Ist das denn die Möglichkeit? Hatte er nicht gerade noch.... Aber jetzt: heillose Gier macht sich in ihm breit. Alles hat er vom König erlassen bekommen. Alles hat er vom König geschenkt bekommen – aber alles ist nicht genug. Es muss mehr sein, immer mehr. Und so läuft er los und treibt ein, was er meint, bei anderen noch gut zu haben. Nix mit freudiger Weitergabe des Empfangenen. Nix mit dem Ergreifen des Lebens, das ihm gerade geschenkt. Sofort ist er wieder im alten Trott. Sofort schaut er nur auf sich selbst und bemerkt in diesem Kreisen um sich selbst gar nicht, dass er dabei ist, alles zu verspielen. Wie kann man nur so herzlos sein? Wie kann man nur so blind sein? Wie kann man nur so undankbar sein? Wie kann man nur..... Aber: Wie hättest Du Dich verhalten?
Und der König?
31Als aber seine Mitknechte das sahen, wurden sie sehr betrübt und kamen und brachten bei ihrem Herrn alles vor, was sich begeben hatte. 32Da forderte ihn sein Herr vor sich und sprach zu ihm: Du böser Knecht! Deine ganze Schuld habe ich dir erlassen, weil du mich gebeten hast; 33hättest du dich da nicht auch erbarmen sollen über deinen Mitknecht, wie ich mich über dich erbarmt habe? 34Und sein Herr wurde zornig und überantwortete ihn den Peinigern, bis er alles bezahlt hätte, was er ihm schuldig war.
Wer kann es dem König verdenken, dass er zornig wird. So war das nicht gedacht mit dem Schuldenerlass. So haben wir nicht gewettet! Ich habe Dir nicht das Leben geschenkt, damit Du es anderen nimmst. Ich habe Dir nicht die Luft zum atmen gegeben, damit Du anderen die Kehle zuschnürst! Du hast nichts verstanden von meinem Handeln.
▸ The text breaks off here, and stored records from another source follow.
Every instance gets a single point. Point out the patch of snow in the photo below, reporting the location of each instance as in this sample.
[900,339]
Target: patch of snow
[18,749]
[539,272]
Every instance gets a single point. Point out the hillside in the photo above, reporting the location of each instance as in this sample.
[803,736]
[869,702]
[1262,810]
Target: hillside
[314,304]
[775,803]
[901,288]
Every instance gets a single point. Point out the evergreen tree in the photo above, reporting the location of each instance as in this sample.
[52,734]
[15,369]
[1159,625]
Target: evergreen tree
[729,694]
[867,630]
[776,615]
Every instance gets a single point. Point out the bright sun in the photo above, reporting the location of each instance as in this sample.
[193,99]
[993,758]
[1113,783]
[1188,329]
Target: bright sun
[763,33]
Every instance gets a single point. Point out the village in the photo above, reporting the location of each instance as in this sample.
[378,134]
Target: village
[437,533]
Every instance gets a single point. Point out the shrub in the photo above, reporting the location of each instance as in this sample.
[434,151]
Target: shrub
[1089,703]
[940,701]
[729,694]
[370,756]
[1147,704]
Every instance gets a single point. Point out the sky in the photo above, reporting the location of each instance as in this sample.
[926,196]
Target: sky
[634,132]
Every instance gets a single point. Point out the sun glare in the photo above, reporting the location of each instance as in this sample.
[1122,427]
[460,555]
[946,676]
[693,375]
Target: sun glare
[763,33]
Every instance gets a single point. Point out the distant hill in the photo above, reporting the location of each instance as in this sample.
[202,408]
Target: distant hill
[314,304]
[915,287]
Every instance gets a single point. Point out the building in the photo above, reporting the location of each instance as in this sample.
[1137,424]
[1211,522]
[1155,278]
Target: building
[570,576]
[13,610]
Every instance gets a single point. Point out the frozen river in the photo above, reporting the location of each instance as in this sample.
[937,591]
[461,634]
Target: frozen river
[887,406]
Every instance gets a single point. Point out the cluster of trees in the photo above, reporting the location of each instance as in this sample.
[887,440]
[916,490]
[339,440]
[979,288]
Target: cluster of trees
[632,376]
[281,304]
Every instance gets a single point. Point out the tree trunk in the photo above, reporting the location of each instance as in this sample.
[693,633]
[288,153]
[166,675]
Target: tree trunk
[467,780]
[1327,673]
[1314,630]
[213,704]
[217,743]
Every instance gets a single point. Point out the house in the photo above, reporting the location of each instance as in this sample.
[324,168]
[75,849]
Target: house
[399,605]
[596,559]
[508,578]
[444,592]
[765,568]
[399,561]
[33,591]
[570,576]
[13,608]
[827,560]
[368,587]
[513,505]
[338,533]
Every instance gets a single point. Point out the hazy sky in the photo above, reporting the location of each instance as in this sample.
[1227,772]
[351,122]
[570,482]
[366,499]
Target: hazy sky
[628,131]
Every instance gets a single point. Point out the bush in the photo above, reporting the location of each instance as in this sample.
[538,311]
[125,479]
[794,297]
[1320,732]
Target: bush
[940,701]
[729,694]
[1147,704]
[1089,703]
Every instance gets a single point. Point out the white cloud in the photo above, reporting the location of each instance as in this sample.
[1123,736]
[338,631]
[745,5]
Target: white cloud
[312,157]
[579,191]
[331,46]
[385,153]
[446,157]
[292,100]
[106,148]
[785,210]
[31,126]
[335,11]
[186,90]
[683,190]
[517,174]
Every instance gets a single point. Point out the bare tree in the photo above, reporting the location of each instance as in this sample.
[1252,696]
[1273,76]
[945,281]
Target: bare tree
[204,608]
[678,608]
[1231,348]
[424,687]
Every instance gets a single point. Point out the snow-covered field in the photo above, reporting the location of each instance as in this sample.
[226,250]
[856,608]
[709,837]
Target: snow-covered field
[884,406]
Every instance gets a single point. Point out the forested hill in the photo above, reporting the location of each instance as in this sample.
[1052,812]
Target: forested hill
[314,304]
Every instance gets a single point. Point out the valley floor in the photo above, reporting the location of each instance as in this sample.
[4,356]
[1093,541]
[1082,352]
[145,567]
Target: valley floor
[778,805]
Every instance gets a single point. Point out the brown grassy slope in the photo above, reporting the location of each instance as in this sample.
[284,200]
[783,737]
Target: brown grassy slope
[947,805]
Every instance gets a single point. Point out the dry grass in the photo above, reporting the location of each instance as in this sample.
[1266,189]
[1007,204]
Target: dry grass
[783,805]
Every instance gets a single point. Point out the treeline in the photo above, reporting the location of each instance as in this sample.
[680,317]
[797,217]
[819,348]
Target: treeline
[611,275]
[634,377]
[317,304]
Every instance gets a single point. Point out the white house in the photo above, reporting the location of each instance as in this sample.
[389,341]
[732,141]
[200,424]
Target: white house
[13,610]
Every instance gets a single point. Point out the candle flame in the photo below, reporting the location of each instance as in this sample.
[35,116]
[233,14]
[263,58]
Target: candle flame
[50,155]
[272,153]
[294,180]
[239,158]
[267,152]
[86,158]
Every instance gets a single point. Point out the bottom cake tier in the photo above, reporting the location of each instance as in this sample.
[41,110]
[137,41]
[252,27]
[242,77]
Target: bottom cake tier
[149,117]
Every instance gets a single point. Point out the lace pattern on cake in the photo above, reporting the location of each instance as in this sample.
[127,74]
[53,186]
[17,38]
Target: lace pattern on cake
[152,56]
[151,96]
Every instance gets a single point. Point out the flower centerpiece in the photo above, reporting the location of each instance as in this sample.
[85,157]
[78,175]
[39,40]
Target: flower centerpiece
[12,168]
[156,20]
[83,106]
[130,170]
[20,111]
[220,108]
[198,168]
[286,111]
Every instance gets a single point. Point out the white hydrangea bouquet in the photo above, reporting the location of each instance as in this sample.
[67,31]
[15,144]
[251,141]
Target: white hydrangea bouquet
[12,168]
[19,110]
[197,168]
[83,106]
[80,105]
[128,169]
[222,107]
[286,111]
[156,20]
Du hast meine Vergebung nicht nur nicht verdient – denn das kannst Du ohnehin nicht – Du hast sie regelrecht verwirkt.
Ich habe Dir die Perspektive meiner Barmherzigkeit angeboten – Du bleibst bei Deiner Hartherzigkeit.
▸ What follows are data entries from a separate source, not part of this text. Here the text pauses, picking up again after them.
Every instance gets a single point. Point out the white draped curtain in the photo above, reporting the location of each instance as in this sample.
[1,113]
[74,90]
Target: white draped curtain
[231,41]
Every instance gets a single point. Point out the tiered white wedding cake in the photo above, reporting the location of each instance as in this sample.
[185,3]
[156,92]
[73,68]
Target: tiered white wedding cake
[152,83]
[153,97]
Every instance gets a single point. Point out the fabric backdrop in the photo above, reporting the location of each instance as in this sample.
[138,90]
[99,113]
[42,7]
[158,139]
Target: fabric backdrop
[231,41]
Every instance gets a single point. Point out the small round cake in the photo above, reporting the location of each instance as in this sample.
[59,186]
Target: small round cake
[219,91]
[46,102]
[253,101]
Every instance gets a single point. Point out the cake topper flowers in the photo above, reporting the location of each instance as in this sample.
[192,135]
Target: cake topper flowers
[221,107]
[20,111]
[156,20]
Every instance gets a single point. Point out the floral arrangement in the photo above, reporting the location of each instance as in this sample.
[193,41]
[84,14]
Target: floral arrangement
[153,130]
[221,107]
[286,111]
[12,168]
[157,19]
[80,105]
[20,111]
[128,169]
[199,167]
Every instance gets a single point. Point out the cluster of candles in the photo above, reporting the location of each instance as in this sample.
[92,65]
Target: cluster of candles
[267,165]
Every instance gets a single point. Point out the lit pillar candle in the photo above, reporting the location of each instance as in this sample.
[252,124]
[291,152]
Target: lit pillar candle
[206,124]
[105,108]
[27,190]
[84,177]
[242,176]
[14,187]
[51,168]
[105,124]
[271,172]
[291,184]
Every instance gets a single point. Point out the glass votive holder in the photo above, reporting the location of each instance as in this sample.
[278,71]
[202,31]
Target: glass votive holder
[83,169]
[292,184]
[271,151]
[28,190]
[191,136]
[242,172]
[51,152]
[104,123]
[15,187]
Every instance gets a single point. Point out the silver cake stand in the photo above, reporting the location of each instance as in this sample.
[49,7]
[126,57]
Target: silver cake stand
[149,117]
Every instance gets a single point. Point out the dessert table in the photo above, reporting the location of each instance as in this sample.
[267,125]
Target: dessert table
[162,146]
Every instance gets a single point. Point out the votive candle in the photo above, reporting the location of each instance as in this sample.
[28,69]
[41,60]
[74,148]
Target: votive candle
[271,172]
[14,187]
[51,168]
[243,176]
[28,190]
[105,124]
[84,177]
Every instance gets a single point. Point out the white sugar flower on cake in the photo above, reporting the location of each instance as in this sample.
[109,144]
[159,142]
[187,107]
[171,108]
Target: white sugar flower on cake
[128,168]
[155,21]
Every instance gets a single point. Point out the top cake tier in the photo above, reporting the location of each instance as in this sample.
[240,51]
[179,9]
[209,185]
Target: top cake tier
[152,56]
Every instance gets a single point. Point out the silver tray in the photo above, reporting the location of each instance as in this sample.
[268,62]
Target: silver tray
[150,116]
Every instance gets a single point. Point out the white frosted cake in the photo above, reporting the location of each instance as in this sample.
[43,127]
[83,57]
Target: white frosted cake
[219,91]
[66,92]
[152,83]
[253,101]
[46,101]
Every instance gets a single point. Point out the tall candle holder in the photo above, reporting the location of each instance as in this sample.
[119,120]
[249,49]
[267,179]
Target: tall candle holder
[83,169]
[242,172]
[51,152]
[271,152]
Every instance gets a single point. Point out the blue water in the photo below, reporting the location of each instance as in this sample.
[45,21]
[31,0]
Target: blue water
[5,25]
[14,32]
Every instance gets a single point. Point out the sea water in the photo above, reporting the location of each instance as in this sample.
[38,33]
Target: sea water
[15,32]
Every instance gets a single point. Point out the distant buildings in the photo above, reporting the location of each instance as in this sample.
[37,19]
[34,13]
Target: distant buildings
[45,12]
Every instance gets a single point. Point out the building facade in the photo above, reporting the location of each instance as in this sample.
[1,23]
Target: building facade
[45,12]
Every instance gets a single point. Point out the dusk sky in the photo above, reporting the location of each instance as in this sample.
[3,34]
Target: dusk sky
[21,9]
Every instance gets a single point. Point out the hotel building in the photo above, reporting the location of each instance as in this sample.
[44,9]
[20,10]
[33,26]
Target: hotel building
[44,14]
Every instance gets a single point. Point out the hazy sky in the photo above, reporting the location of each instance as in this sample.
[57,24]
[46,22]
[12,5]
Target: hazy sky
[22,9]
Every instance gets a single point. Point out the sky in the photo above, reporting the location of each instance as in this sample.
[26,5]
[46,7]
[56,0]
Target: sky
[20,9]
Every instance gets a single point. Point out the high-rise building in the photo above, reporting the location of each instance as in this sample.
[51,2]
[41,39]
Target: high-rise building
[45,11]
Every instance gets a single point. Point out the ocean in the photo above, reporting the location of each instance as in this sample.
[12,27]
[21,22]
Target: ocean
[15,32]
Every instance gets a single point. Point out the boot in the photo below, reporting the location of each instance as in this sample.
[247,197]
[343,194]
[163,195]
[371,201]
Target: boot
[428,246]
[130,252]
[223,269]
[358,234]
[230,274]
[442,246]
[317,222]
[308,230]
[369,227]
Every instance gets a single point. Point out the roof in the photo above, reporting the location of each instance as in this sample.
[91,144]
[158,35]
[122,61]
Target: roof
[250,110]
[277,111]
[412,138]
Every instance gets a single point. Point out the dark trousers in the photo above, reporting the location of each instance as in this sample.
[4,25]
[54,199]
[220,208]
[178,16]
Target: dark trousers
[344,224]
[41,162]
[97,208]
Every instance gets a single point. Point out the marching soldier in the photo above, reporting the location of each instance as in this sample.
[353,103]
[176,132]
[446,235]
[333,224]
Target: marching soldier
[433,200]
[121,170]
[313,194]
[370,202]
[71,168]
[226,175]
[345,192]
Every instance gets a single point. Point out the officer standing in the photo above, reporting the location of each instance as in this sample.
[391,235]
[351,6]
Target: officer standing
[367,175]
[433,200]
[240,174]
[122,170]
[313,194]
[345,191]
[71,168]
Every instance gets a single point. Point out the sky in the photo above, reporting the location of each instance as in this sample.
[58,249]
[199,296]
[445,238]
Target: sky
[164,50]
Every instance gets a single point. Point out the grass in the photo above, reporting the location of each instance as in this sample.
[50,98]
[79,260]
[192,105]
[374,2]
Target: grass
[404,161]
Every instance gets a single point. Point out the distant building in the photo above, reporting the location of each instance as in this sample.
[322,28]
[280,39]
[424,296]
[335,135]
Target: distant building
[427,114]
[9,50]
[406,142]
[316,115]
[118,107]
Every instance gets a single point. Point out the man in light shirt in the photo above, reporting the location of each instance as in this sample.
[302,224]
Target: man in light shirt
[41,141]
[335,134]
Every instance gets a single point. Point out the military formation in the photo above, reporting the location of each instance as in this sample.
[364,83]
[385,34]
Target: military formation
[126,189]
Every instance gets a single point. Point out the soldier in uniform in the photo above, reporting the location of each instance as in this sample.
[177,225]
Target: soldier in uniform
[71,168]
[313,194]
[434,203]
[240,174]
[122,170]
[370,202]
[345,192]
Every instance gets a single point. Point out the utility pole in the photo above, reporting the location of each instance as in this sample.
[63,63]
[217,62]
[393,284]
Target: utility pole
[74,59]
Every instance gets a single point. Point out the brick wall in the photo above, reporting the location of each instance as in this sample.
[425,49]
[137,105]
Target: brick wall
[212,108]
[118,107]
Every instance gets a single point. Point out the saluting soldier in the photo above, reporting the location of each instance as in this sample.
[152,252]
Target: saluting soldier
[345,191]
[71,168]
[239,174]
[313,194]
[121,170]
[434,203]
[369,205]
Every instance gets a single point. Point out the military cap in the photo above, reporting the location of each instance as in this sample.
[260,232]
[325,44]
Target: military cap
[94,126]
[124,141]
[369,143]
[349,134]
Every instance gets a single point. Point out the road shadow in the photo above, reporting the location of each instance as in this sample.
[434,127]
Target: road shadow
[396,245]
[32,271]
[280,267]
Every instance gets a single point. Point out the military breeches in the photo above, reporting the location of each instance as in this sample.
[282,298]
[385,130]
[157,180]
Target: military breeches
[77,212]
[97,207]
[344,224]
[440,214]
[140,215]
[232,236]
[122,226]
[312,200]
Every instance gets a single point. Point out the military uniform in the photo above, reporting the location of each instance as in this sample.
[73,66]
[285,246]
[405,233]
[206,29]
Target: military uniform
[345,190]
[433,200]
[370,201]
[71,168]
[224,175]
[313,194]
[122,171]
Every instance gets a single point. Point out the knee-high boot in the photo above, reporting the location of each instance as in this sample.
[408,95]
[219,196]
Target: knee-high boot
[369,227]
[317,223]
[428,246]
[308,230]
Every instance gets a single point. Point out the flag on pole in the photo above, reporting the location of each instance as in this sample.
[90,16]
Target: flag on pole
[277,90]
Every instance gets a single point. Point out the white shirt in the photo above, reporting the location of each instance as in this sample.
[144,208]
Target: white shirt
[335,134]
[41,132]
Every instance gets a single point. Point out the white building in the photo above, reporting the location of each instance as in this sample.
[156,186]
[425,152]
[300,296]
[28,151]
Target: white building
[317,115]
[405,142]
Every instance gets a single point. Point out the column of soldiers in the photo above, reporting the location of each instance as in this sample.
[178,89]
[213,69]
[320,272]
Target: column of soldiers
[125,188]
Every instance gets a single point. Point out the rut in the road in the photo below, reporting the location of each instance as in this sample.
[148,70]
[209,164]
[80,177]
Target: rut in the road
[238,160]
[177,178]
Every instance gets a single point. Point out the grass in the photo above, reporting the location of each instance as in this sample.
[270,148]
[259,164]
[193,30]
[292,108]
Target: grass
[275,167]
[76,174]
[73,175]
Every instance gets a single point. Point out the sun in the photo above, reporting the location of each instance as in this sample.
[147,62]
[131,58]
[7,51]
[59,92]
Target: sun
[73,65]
Ich habe Die Vergebung geschenkt – Du bleibst bei Deinem kalten Berechnen.
Wenn Du es nicht anders willst: Raus mit Dir, ab zu den Peinigern. Du wirst mir alles zurückzahlen – alles. Nicht weil ich es will, sondern weil Du mit Deinem Handeln selber gezeigt hast, dass Du es willst.
Und Jesus schließt:
35So wird auch mein himmlischer Vater an euch tun, wenn ihr einander nicht von Herzen vergebt, ein jeder seinem Bruder.
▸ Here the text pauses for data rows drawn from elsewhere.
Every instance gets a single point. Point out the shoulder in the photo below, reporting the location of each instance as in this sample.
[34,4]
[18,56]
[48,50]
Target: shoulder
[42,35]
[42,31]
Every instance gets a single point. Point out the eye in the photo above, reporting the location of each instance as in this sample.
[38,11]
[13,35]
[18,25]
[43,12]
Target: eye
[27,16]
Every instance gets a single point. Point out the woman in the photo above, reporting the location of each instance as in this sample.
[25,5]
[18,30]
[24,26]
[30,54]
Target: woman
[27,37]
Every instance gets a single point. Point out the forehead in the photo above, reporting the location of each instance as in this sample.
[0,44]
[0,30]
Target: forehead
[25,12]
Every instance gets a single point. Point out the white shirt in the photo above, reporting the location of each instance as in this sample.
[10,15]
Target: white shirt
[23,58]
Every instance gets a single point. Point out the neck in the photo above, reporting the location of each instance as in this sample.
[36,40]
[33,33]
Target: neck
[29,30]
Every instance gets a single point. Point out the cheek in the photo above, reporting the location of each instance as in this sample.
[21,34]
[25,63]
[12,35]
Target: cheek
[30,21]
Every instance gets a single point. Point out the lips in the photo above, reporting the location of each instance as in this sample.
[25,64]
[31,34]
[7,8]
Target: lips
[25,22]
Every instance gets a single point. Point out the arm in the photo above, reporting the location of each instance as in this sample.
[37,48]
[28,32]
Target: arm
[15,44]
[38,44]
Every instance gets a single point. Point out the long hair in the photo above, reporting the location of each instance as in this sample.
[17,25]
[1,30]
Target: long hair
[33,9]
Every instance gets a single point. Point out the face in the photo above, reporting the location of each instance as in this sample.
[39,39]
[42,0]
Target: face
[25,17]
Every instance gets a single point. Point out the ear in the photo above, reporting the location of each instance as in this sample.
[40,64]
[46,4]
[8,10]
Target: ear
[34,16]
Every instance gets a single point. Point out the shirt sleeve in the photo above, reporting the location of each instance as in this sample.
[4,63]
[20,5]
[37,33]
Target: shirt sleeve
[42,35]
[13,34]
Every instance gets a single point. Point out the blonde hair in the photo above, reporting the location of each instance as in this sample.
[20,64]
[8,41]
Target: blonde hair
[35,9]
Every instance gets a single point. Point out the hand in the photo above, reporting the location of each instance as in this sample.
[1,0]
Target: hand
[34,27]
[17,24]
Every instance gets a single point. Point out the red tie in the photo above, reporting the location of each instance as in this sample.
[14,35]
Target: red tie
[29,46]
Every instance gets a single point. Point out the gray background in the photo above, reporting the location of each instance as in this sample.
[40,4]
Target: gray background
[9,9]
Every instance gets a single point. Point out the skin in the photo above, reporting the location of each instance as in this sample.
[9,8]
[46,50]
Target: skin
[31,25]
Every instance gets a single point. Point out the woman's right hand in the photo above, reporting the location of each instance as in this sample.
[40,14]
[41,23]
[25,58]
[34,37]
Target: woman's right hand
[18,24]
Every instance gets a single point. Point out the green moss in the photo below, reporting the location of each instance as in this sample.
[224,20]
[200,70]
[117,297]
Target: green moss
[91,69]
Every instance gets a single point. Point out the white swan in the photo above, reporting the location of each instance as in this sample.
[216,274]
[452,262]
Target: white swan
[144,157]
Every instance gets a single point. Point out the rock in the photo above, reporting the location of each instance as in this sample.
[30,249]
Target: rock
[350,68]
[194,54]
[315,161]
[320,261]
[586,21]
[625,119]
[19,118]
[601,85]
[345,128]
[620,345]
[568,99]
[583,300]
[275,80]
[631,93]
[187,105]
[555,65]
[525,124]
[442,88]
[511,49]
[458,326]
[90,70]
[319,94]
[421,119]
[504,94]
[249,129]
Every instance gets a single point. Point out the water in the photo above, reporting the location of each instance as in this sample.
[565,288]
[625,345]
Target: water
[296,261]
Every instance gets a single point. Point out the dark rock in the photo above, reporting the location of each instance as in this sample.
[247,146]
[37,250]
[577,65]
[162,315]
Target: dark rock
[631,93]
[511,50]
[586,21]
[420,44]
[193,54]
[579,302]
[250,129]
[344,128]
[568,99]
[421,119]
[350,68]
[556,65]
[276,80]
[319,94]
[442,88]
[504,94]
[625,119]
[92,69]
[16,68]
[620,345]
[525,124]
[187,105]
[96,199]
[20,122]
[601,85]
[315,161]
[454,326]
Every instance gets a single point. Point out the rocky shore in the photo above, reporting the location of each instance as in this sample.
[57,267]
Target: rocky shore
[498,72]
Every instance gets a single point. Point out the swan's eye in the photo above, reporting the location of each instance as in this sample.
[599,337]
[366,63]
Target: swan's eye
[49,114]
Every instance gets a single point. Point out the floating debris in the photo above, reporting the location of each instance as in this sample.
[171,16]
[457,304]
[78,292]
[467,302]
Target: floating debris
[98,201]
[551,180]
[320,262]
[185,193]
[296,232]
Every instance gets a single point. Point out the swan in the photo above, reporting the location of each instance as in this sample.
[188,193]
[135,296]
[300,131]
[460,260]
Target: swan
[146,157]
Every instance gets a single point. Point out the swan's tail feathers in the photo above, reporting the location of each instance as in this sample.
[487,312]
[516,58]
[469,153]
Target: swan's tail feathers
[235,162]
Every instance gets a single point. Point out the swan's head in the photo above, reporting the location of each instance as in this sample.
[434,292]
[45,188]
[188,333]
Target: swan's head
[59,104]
Das, liebe Gemeinde, ist vielleicht das Entscheidende. Dem Knecht wird kein Unrecht getan mit dem Handeln des Königs. Er bekommt nur, was er ohnehin verdient hatte. Und weiter: Er bekommt nur, was er im Grunde selber für richtig hält, sonst hätte er ja seinen Mitknechten gegenüber anders verhalten. Man sollte nicht, wie in manchen Auslegungen zu dieser Geschichte immer wieder zu lesen, gleich davon sprechen, dass mit dem strafenden König hier ein Gottesbild eingeführt werde, das dem unseren nicht mehr entspricht. Immer wieder kommt es im Matthäusevangelium ja vor, dass Gleichnisse für den ein oder anderen in der Finsternis enden, wo „Heulen und Zähneklappern“ herrschen. Aber: Ist der König, ist Gott, hier ein so willkürlich strafenden Wesen, wie manche behaupten? Ich bin der Meinung, dass vielleicht sogar eher anders herum ein Schuh draus wird: Der König in dem Gleichnis Jesu ist kein willkürlicher Herrscher, sondern jemand, der das Handeln seiner Untergebenen ernst nimmt. Er wischt nicht über das Verhalten des Knechtes gegenüber seinen Kollegen hinweg mit einem „Ach, das hat der Kleine ja gar nicht so gemeint“, was nicht weniger als einer Entmündigung dieses Menschen gleichkäme. Er nimmt es ernst und sagt: Wenn Du, Knecht, Dir das Gesetz meiner Gnade und Barmherzigkeit nicht gefallen lassen willst, dann will ich Dich auch auch nicht darauf verpflichten; dann passe ich mich Deinem berechnenden, selbstbezogenen und gierigem Verhalten an. Nicht, indem ich willkürlich handle, sondern indem ich einfach nur Dir den Spiegel über Dein Tun vor Augen halte.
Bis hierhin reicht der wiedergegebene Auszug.